Oman Employment Legislation Changes 2024

Oman Employment Legislation Changes 2024

Businesses in Oman will need to be ready to implement these new regulations for their employees in 2024

The year 2024 sees significant changes in Oman’s employment policies, with the introduction of new legislation aimed at improving the labour market, ensuring fair treatment of employees, and promoting economic growth. These changes reflect the government’s goal of creating a more sustainable workforce and increasing local job opportunities.

Here are some of the key changes that employers in Oman must be aware of in order to remain compliant and ensure smooth operations.

1. Omanization Policy

The Omanization policy was introduced to increase job opportunities for Omani nationals by setting quotas for the employment of locals in different sectors. This policy aims to reduce the country’s dependency on expatriate workers and to build a sustainable workforce using their own labour force. This policy has been further strengthened in 2024. This policy mandates the hiring of Omani nationals in specific sectors and positions to reduce unemployment among locals and decrease the country’s reliance on expatriate workers.

Disclosure Requirements

Every establishment must now publish an annual workforce localization plan. This plan must be publicly available at the workplace and on the company’s official website. The report must detail the number of Omani workers employed, their salaries, gender distribution, and information on any job vacancies. This level of transparency is crucial for ensuring compliance with Omanization targets and fostering local talent.

Leadership Training for Omanis

Employers are required to devise a concrete plan for appointing and training Omani nationals for leadership roles, ensuring the effective implementation of Omanization across all levels of the organization.

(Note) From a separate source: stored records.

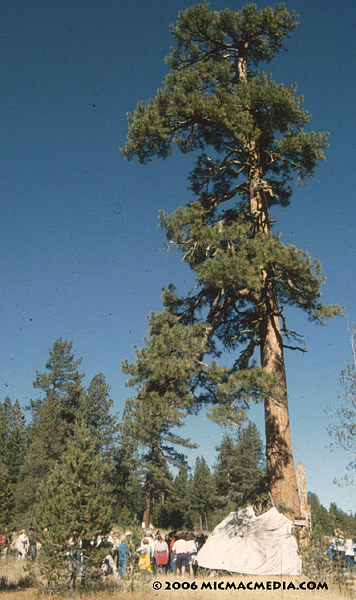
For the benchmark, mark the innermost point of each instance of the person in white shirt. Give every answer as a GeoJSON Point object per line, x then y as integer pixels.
{"type": "Point", "coordinates": [22, 544]}
{"type": "Point", "coordinates": [180, 551]}
{"type": "Point", "coordinates": [192, 551]}
{"type": "Point", "coordinates": [349, 551]}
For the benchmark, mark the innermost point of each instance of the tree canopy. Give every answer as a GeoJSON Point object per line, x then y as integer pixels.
{"type": "Point", "coordinates": [249, 144]}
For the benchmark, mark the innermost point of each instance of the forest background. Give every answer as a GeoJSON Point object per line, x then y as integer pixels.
{"type": "Point", "coordinates": [80, 259]}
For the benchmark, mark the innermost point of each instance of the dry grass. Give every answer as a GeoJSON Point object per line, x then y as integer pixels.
{"type": "Point", "coordinates": [15, 571]}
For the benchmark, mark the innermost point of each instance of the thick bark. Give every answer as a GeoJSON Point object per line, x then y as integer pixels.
{"type": "Point", "coordinates": [279, 454]}
{"type": "Point", "coordinates": [148, 502]}
{"type": "Point", "coordinates": [280, 463]}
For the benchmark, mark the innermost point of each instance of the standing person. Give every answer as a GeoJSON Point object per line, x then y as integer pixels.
{"type": "Point", "coordinates": [192, 552]}
{"type": "Point", "coordinates": [349, 551]}
{"type": "Point", "coordinates": [22, 544]}
{"type": "Point", "coordinates": [180, 552]}
{"type": "Point", "coordinates": [123, 555]}
{"type": "Point", "coordinates": [161, 555]}
{"type": "Point", "coordinates": [144, 562]}
{"type": "Point", "coordinates": [172, 539]}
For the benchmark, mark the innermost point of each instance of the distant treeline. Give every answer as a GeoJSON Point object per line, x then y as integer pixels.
{"type": "Point", "coordinates": [77, 466]}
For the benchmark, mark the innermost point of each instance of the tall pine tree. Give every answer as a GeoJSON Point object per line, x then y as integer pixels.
{"type": "Point", "coordinates": [162, 400]}
{"type": "Point", "coordinates": [247, 134]}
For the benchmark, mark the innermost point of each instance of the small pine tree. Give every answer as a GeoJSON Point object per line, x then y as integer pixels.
{"type": "Point", "coordinates": [201, 493]}
{"type": "Point", "coordinates": [52, 423]}
{"type": "Point", "coordinates": [74, 502]}
{"type": "Point", "coordinates": [240, 468]}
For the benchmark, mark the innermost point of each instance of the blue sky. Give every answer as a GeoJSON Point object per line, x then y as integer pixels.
{"type": "Point", "coordinates": [79, 244]}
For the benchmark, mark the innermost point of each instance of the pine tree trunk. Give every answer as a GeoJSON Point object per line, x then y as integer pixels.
{"type": "Point", "coordinates": [148, 501]}
{"type": "Point", "coordinates": [280, 463]}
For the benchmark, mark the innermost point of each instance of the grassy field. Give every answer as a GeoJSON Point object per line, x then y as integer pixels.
{"type": "Point", "coordinates": [208, 588]}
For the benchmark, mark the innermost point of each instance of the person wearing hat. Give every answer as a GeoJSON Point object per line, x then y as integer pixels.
{"type": "Point", "coordinates": [123, 555]}
{"type": "Point", "coordinates": [22, 544]}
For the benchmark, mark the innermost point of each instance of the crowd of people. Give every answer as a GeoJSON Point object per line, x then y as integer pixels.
{"type": "Point", "coordinates": [343, 547]}
{"type": "Point", "coordinates": [174, 552]}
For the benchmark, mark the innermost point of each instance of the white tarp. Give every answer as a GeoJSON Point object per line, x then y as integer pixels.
{"type": "Point", "coordinates": [244, 543]}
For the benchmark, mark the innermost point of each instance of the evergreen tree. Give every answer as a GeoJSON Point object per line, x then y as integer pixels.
{"type": "Point", "coordinates": [96, 411]}
{"type": "Point", "coordinates": [128, 477]}
{"type": "Point", "coordinates": [178, 509]}
{"type": "Point", "coordinates": [74, 502]}
{"type": "Point", "coordinates": [12, 453]}
{"type": "Point", "coordinates": [239, 470]}
{"type": "Point", "coordinates": [62, 380]}
{"type": "Point", "coordinates": [202, 492]}
{"type": "Point", "coordinates": [343, 420]}
{"type": "Point", "coordinates": [319, 515]}
{"type": "Point", "coordinates": [7, 501]}
{"type": "Point", "coordinates": [247, 134]}
{"type": "Point", "coordinates": [52, 422]}
{"type": "Point", "coordinates": [162, 400]}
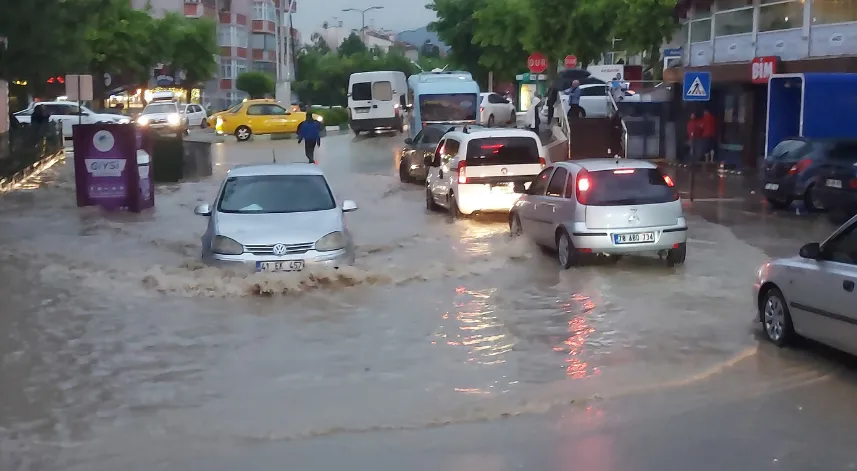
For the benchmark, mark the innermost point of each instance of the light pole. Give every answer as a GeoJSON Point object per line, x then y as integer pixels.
{"type": "Point", "coordinates": [363, 18]}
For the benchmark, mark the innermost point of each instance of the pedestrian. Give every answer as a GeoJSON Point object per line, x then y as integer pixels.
{"type": "Point", "coordinates": [574, 109]}
{"type": "Point", "coordinates": [708, 133]}
{"type": "Point", "coordinates": [309, 131]}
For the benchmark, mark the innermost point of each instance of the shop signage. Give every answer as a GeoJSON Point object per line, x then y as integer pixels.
{"type": "Point", "coordinates": [762, 68]}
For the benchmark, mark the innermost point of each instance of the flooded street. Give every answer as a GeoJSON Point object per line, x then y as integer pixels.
{"type": "Point", "coordinates": [120, 350]}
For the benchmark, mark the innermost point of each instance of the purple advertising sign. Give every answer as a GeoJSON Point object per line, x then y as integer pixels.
{"type": "Point", "coordinates": [106, 170]}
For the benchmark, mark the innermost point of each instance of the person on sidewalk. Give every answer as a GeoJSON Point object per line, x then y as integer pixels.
{"type": "Point", "coordinates": [309, 131]}
{"type": "Point", "coordinates": [708, 134]}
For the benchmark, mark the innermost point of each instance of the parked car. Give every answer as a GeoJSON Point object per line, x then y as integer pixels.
{"type": "Point", "coordinates": [812, 295]}
{"type": "Point", "coordinates": [276, 217]}
{"type": "Point", "coordinates": [495, 109]}
{"type": "Point", "coordinates": [602, 206]}
{"type": "Point", "coordinates": [794, 167]}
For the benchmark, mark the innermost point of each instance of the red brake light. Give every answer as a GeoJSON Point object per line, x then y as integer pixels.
{"type": "Point", "coordinates": [800, 166]}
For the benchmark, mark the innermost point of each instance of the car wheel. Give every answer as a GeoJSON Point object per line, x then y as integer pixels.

Termination of Non-Omani Workers

The law facilitates the termination of expatriates if an Omani worker is qualified to replace them in the same position. This measure strengthens the transition towards a predominantly local workforce while allowing businesses to maintain operational efficiency.

Prohibited Professions for Non-Omani Workers

The policy also includes a list of professions that are prohibited for non-Omani workers, aimed at ensuring that Omani nationals are prioritized for these roles.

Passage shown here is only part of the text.